そしてその最中、ルシールは心の中で様々な思いを巡らせた。
(いつからこんなに本気になっちゃったのかしら……!しかもよりによって最大のライバルが幽霊だなんて……どんな運命のめぐりあわせなのよ!ワタシの人生幽霊に振り回されっぱなしじゃない!!幽霊めーっ!!!)

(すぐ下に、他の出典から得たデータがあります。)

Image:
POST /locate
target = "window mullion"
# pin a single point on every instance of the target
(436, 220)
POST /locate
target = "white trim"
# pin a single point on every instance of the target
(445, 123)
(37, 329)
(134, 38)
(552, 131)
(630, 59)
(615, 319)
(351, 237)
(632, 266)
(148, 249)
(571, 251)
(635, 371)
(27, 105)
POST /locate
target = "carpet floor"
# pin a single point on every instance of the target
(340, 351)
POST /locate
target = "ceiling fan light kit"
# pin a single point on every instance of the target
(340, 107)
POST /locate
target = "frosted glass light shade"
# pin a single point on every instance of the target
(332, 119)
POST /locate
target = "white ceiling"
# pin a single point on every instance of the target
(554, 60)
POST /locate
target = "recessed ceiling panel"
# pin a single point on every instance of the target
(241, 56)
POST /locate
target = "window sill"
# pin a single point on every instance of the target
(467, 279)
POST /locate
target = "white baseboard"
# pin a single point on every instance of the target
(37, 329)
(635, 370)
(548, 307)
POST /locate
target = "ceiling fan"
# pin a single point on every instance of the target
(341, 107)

そんな考えを知る由もない佑真とレイコは、ただその場に取り残される形となった。
「……な、なんでこうなるんですか!私はルシールさんと健全に仲良くなりたかっただけなんですけど!?」
「お、俺が知るかよ!」
「……ま、よかったんじゃない?ある意味ではしっかり和解はできたじゃない」
佑真の元に、にこりと微笑んだ藍がやってくる。
それは、威圧的な方の笑顔を携えた藍であった。
「佑真くんは、本当にハーレムを作るつもりなのね?」
「い、いや、俺はそんなつもりはだな……!」
「へえ、そう」
藍は佑真に対して威圧的な微笑みを崩さない。
一方その横で、あきらがレイコに駆け寄ってきた。
「姉御!だ、大丈夫ッスよ!ウチは姉御の味方ッス!」
「あきらさん……!」
あきらは少しだけもじもじと恥ずかしそうに佑真を見ながら、レイコに向かって呟いた。
「その、う、ウチは、その、ゆ、佑真は……まあ、その、なんなんで……姉御が正妻になれるように応援するッスから!!」
「ち、違いますってーっ!!」
レイコはそう言ってぴゅいっと空へと飛んでいってしまった。
佑真がずるいとレイコに向かって言ったが、レイコはそれを無視した。
そして満点の星空の下へとレイコはひとり、ただひとりでただよう。
「……ふふふ」
レイコは自重するように笑うと、少しだけ寂しそうにひとり呟いた。
「……私には、そんな資格はないんですよ」
……まだもう少しだけ、UFO探しの夜は続く。